Oil recovery during secondary mode LSW flooding followed by polymer flooding and linked polymer solution (LPS) flooding [31].

Another important parameter in the design of the hybrid method is the appropriate time to switch from conventional waterflooding to the hybrid method. A numerical simulation study of the hybrid LSW/polymer flooding conducted in 1D, 2D, and 3D reservoirs indicated that the hybrid method should be started at water cuts less than or equal to 75% to achieve improvement in oil recovery [30]. Hence, a comprehensive economic study is required to design the optimum case for field applications.

Ion management is a critical parameter to design smart waters and improve the performance of the diluted LSW/polymer flooding. Alteration in ion concentrations and ion types can affect the properties of the polymer solution, which must be considered during the design of hybrid polymer and smart water flooding. Experiments in [27] aimed to study the effect of active ions such as sulfate on the performance of the hybrid methods. The presence of sulfate affects the polymer solution viscosity, as shown in Figure 14.

Figure 14.

Polymer steady-state viscosity at different temperatures for different types of solution brines (SSW stands for synthetic seawater) [27].

The application of the LSW/polymer flooding offers economical and technical benefits for EOR applications. For example, the water cut is reduced compared to the stand-alone polymer or LSW flooding, as confirmed by simulations conducted by Santo and Muggeridge [30]. Also, the oil recovery by LSW/polymer flooding was established to be slightly better than the conventional surfactant/polymer chemical flooding [22]. This is an important observation because the hybrid method could provide higher oil recovery at a lower cost. The studies reviewed in this section confirm the synergistic effect of combining LSW/polymer flooding.


4. LSW/surfactant hybrid EOR technique

The main mechanism responsible for the effectiveness of LSW in improving oil recovery is the alteration of the wettability of the rock toward more water wet that causes the detachment of oil films from the rock surface. The injection of surfactant reduces the interfacial tension (IFT) between crude oil and brine and alters the wettability of the rock reducing the capillary forces that have trapped oil in the porous media. Therefore, the combination of LSW and low-salinity surfactant (LSS) in LSW flooding could be an efficient approach by combining the effect of oil layer destabilization by LSW and reduction of the IFT by the surfactant. This hybrid method provides higher incremental oil recovery than either stand-alone techniques.

LSW makes the environment more favorable for an effective surfactant flooding, while LSS solubilizes some of the residual oil via Winsor type II microemulsion. Several studies have reported high tertiary oil recovery values by surfactant injection after LSW flooding in both carbonate and sandstone formations.
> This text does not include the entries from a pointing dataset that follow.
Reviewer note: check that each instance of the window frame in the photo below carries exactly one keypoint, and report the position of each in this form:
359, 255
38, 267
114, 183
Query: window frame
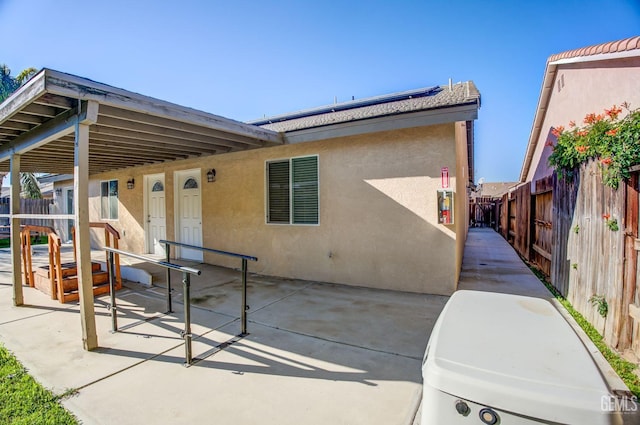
109, 200
290, 191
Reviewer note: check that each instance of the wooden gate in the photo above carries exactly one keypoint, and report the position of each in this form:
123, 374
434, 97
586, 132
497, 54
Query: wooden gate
542, 237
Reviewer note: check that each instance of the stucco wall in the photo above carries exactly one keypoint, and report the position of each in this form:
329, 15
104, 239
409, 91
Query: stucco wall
462, 203
378, 217
582, 88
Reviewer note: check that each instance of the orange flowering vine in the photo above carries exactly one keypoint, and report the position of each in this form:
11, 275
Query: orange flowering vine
611, 140
613, 112
593, 118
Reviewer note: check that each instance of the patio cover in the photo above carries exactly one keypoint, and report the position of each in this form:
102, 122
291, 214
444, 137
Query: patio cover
61, 123
129, 129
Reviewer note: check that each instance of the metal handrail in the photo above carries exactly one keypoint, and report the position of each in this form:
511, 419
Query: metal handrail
215, 251
186, 287
244, 258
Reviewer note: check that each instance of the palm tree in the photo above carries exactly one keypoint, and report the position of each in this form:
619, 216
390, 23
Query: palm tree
9, 84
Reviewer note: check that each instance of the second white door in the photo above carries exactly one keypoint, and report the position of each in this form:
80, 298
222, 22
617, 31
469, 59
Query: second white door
189, 209
156, 218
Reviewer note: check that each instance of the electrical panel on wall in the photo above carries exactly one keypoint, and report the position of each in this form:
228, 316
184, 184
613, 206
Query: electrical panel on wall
445, 206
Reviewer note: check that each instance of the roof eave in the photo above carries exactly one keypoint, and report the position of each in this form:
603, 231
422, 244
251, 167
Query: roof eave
33, 89
541, 110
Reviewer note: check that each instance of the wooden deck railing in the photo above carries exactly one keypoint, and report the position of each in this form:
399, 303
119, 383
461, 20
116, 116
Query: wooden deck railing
111, 237
25, 247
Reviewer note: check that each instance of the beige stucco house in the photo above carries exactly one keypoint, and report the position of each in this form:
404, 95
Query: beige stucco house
371, 192
371, 209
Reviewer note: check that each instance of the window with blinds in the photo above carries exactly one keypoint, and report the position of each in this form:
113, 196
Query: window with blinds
109, 200
292, 186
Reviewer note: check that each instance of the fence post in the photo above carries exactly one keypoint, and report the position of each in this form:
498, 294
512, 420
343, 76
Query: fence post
243, 313
167, 249
186, 283
112, 292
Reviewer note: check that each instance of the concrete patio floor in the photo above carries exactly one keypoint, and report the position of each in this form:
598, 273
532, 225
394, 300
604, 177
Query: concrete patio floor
316, 353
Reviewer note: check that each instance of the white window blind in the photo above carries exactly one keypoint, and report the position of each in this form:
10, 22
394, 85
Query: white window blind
109, 200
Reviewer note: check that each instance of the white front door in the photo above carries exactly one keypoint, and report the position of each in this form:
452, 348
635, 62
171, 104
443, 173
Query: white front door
156, 228
189, 213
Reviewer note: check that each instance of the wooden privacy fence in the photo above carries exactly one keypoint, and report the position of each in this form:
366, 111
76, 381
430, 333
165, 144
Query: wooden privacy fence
542, 224
27, 206
584, 236
517, 218
595, 250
For example, according to [38], 5–7% incremental oil recovery was observed by injection of sodium dodecyl benzene sulfonate surfactant (SDBS) after LSW into sandstones. Similarly, Alameri et al. observed up to 10% incremental oil recovery by LSS after LSW injection into carbonate core samples [39].

Application of the LSW/LSS hybrid method results in lower surfactant consumption, lower operational costs, and fewer operational problems. For instance, it is less challenging to achieve a low IFT during surfactant flooding at low-salinity conditions. Likewise, in these conditions, there is reduced surfactant retention and increased surfactant stability and solubility.

In this hybrid process, the dominant mechanisms for increased oil recovery are wettability alteration by LSW and IFT reduction between the crude oil and brine by LSS. Alagic et al. studied this hybrid method through core flooding tests and analyzed the performance of LSS injection after LSW into sandstone samples. Olefin sulfonate was used as the surfactant in these tests. The results show more than 90% oil recovery of the OOIP when surfactant is injected after LSW. This injection sequence produces higher oil recovery than the injection of surfactant after high-salinity water (74% OOIP), as shown in Figure 15 [40]. Injection of LSW makes the system more water wet, which aids the detachment of oil droplets and reduces the capillary force, making easier the displacement of oil during the surfactant flooding process. Surfactant injection in a low-salinity environment is more effective, as the presence of the divalent ions contained in high-salinity water attenuates IFT reduction due to the formation of water-in-oil microemulsions.

Figure 15.

Oil recovery, water cut, and effluent pH during LSW/LSS injection (left) and synthetic seawater (SSW)/LSS flooding (right) [40].

The achievement of ultralow IFT during LSS is critical; however, several studies have demonstrated that wettability alteration by the hybrid LSW/LSS approach can be very effective. Therefore, in this process, wettability alteration is considered the dominant mechanism for oil recovery. Johannessen et al. [41] used branched C12–13 alcohol-xPO-sulfates as the surfactant, olefin sulfonate as the co-surfactant, and secondary butanol (SBA) as the cosolvent to evaluate the performance of LSW/LSS flooding from Berea sandstone cores in terms of oil recovery. Two flooding conditions were studied: in the first case, the core was flooded using low-salinity brine corresponding to 0.07 times the seawater salinity (diluted case), and the other one was flooded at the optimum salinity of surfactant flooding obtained from phase behavior screening and IFT measurements (optimum salinity case). The same oil recovery was observed for both cases, as shown in Figure 16. Incremental oil recovery beyond expectations by the capillary number changes is explained by the synergistic effect of the low-salinity surfactant flooding, even at IFT values above ultralow IFT values.

Figure 16.

Oil recovery and dP profiles for injection of seawater followed by LSW and low-salinity surfactant at diluted case (left) and optimum salinity (right) [41].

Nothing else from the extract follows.